All new tests pass (5/5).

[liuhao1024]

Two issues found during review:

1. Broken test: test_acp_resource_link_blocks_secret_env_files

def test_acp_resource_link_blocks_secret_env_files(tmp_path):
    secret = tmp_path / ".env"
    secret.write_text("API_KEY=*** encoding=\"utf-8")

    # ...

    assert "Resource blocked" in content
    assert "super-secret" not in content

The file content is "API_KEY=***" — the string "super-secret" is never written. The second assertion passes vacuously and does not validate that actual secrets are suppressed. Either the file content should include a realistic secret value (e.g. "API_KEY=super-secret-key-12345") or the assertion should check against the actual written content.

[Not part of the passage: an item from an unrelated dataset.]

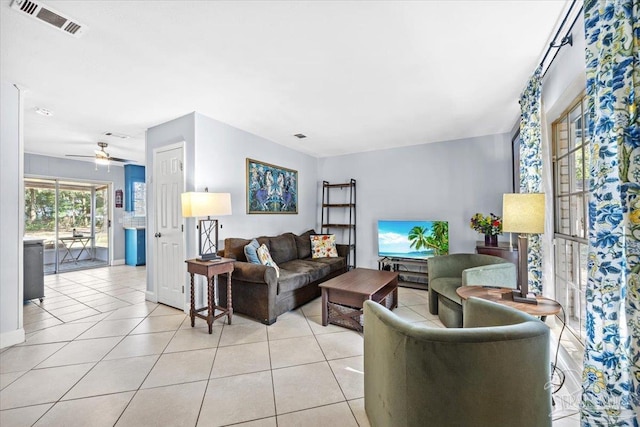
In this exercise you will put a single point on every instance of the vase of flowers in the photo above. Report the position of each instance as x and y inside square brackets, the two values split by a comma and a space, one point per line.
[490, 225]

Also, the write_text call appears to have a quoting issue — encoding="utf-8" looks like it's being passed as a keyword argument, but the first argument string isn't properly closed. This may cause a SyntaxError at collection time.

2. pytest config change removes safety guards

remove_plugins = ["timeout"]
# Removed: addopts = "-m 'not integration' --timeout=30 --timeout-method=signal"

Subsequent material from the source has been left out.